Identity Unknown is not a book of art criticism, so much as a critical exploration of what constitutes a creative life. The joys and perils of that life are something that Seaman knows herself, both as a writer and as the daughter of an artist, Elayne Seaman. She understands the discipline and sacrifice required to live an attentive life, how one must balance “the required solitary communion as well as communal support” while making art, especially as a woman. Seaman also understands that for these women, “their allegiance to art brought impetus, direction, order, and meaning to their lives, and their quests reveal that as much as creativity pulls you into your deepest self, it also connects you to the universal aspects of the human experience, from love to fear, anguish to joy, confusion to revelation.”

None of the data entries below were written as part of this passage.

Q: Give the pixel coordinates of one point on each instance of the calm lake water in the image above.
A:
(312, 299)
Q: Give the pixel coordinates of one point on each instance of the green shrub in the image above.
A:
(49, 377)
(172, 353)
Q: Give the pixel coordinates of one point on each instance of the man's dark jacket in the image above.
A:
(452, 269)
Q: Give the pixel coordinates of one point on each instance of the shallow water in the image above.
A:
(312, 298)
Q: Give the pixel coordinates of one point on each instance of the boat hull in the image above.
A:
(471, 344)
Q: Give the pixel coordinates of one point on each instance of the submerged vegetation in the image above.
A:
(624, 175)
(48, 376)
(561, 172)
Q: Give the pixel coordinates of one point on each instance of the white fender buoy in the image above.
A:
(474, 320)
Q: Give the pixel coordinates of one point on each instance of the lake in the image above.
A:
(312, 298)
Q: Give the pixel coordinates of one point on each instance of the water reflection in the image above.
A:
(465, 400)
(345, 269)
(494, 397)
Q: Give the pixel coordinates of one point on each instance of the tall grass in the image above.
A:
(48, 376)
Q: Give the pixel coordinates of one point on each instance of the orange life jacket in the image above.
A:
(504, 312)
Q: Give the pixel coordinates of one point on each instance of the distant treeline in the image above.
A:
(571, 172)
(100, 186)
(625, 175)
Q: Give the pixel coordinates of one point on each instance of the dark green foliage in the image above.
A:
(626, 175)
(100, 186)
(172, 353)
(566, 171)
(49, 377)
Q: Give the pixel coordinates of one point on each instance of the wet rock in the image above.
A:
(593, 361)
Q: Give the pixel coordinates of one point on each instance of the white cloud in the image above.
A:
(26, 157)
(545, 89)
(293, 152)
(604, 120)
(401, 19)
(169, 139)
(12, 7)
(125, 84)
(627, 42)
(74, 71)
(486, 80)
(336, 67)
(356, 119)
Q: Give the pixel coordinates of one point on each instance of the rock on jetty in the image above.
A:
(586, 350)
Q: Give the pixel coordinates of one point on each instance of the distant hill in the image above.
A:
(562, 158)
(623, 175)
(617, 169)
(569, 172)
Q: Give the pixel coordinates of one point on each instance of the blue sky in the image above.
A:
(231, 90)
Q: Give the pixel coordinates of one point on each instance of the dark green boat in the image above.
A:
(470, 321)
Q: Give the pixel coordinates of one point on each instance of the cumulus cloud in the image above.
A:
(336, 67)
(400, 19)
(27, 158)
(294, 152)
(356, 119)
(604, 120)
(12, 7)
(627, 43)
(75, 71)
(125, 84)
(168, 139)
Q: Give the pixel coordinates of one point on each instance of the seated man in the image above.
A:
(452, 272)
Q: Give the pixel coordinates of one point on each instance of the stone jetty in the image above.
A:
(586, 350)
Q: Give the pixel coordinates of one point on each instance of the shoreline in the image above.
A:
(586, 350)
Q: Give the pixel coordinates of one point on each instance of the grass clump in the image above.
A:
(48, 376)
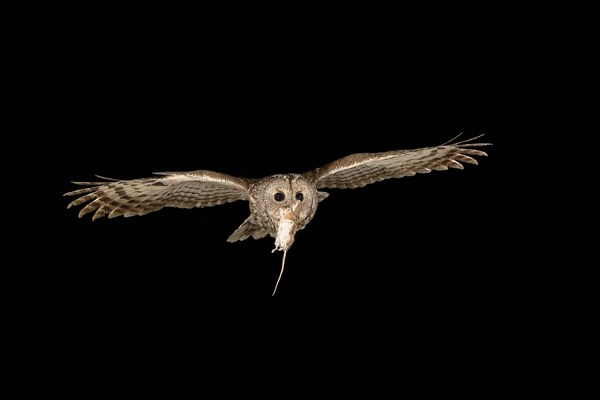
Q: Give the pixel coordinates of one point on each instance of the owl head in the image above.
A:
(284, 203)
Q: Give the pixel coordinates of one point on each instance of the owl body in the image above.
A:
(280, 205)
(277, 198)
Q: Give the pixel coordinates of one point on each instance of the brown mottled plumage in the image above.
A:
(280, 205)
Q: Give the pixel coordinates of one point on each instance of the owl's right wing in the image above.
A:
(200, 188)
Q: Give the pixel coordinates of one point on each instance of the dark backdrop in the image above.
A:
(404, 281)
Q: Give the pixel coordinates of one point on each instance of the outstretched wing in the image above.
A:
(357, 170)
(169, 189)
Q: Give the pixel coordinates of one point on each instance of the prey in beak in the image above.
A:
(286, 231)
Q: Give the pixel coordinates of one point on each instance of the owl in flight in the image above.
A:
(280, 205)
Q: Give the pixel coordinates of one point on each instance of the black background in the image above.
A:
(405, 281)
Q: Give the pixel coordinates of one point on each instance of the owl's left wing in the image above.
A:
(357, 170)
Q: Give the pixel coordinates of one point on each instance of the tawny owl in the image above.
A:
(280, 205)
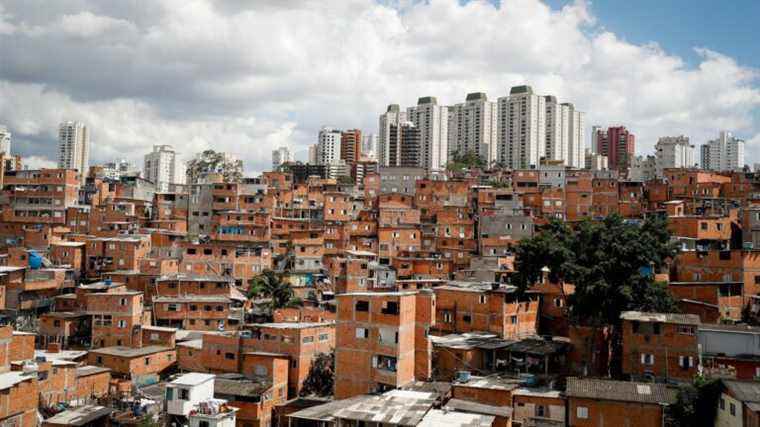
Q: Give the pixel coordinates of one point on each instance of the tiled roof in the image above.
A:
(746, 391)
(688, 319)
(623, 391)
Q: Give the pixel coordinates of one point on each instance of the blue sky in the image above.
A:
(678, 26)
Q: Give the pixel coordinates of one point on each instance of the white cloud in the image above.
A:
(248, 77)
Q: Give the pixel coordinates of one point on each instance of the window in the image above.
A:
(685, 362)
(647, 359)
(390, 307)
(581, 412)
(685, 330)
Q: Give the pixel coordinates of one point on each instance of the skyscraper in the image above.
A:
(432, 120)
(351, 145)
(577, 137)
(392, 116)
(522, 128)
(279, 156)
(5, 141)
(163, 167)
(673, 152)
(328, 146)
(726, 153)
(472, 127)
(618, 144)
(74, 147)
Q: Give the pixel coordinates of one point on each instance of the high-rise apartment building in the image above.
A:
(521, 128)
(312, 160)
(726, 153)
(565, 133)
(351, 146)
(328, 146)
(673, 152)
(5, 141)
(432, 120)
(385, 142)
(618, 144)
(472, 127)
(381, 340)
(74, 147)
(163, 167)
(279, 156)
(369, 146)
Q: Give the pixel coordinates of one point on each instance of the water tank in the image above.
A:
(29, 367)
(463, 376)
(35, 261)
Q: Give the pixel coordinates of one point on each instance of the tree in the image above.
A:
(696, 405)
(468, 160)
(321, 378)
(611, 263)
(269, 285)
(211, 161)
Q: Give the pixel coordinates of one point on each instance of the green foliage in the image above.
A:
(210, 161)
(696, 405)
(604, 261)
(269, 285)
(468, 160)
(321, 378)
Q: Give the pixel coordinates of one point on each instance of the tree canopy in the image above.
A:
(279, 294)
(610, 262)
(468, 160)
(211, 161)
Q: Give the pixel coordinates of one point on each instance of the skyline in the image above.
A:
(255, 93)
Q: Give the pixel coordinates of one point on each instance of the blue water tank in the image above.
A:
(35, 261)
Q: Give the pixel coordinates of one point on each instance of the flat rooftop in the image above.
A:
(121, 351)
(79, 416)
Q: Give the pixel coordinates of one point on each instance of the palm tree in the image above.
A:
(270, 285)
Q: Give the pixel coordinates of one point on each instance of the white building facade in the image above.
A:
(432, 121)
(74, 147)
(279, 156)
(726, 153)
(673, 152)
(521, 128)
(163, 167)
(5, 140)
(328, 146)
(472, 127)
(386, 142)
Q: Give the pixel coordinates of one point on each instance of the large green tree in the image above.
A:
(271, 287)
(211, 161)
(610, 262)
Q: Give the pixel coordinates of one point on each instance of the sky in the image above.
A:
(247, 77)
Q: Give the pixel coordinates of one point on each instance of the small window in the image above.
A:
(581, 412)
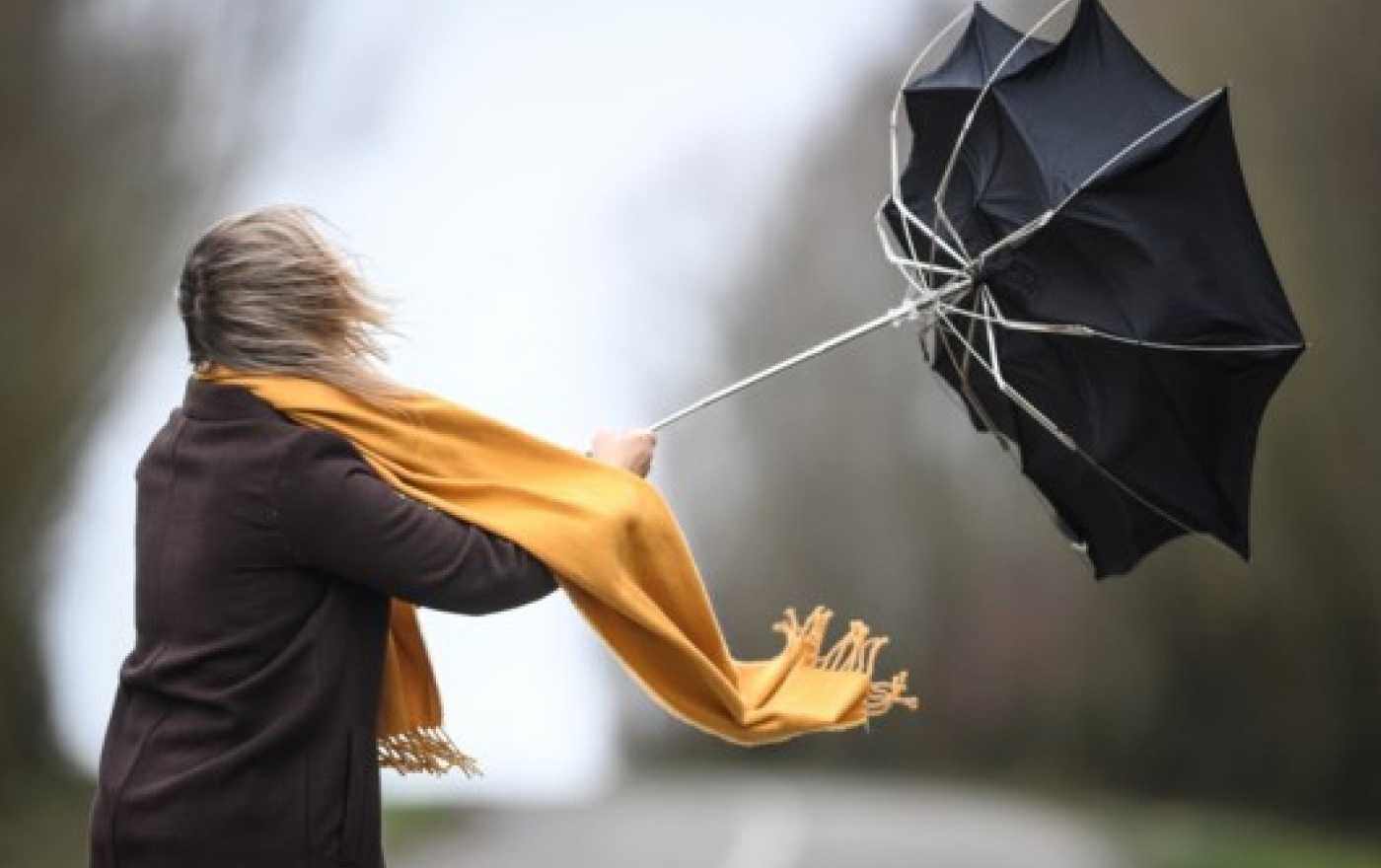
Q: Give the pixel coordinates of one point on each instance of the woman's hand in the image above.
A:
(630, 450)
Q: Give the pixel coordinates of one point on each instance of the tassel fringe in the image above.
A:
(425, 748)
(855, 652)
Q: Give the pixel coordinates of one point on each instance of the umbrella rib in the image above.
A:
(1058, 434)
(907, 311)
(1043, 220)
(982, 94)
(895, 155)
(1087, 331)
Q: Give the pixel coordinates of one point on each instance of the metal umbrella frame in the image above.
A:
(949, 300)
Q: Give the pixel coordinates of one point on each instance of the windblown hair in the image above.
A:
(266, 291)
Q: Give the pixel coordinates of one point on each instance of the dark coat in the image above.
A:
(265, 555)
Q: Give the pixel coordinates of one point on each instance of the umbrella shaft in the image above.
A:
(897, 315)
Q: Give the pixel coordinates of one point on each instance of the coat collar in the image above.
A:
(216, 401)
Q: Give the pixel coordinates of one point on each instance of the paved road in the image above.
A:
(775, 823)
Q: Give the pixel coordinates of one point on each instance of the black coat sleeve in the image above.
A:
(337, 516)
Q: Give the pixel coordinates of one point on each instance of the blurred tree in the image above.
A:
(121, 126)
(859, 483)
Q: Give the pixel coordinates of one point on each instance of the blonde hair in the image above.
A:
(266, 291)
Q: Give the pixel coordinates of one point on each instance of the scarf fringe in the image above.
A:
(425, 748)
(855, 652)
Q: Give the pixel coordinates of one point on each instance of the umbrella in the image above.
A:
(1088, 276)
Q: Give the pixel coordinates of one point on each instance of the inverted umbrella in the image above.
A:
(1088, 275)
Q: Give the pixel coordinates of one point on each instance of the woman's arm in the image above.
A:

This struggle intensified in the life of Lois Mailou James, who contended not just with sexism in the art world, but also with racism as a woman of color. In order for James’ work to be accepted on its own merit, she had to submit her paintings to galleries through another person, thus hiding her identity. Early in her career, it was only in Paris that James could be seen as the brilliant artist she was, and not simply as a black woman who happened to paint. Of that period in her life, James said, “It was something that was just unbelievable, a Negro girl being offered this beautiful studio.” This was in 1937. Later, as success came to James and she was recognized as “an important historic link in a path-breaking generation of black American artists,” she rejected what she considered a marginal label, telling her students at Howard University: “Talent is the basis for your career as an artist, but hard work determines your success.”
In a country where whole industries of iconography have been built around Georgia O’Keeffe and Frieda Kahlo, Identity Unknown reminds us that we don’t need to limit ourselves to the small handful of women that the dominant culture actually honors — that there are other artists to love. When I first opened this book, I knew of only one of these seven women; that was Louise Nevelson, a favorite of my grandmother, who often quoted her as saying, “Every room needs at least one moment of black.” For me, that exhortation was meant to encourage us toward daring acts of depth. Identity Unknown is full of them.
In one of Lenore Tawney’s notebooks, she quotes Rilke: “Works of art are always the result of having been in danger.” Donna Seaman has written a dangerous book about dangerous women who were dangerous because they dared to be themselves.
Not only did I not want this revelation of a book to end, I did not want these women’s lives to end — I found myself dreading the end of Seaman’s portrait of each artist. Identity Unknown is a credo to creativity, to lives lived large without apology. In Seaman’s hands, these artists’ magnificent offerings of sculptures, paintings, portraits, collages, and tapestries return to life and inhabit anew our imaginations. In this way, Seaman creates an artistic afterlife for seven women artists whom we can no longer forget.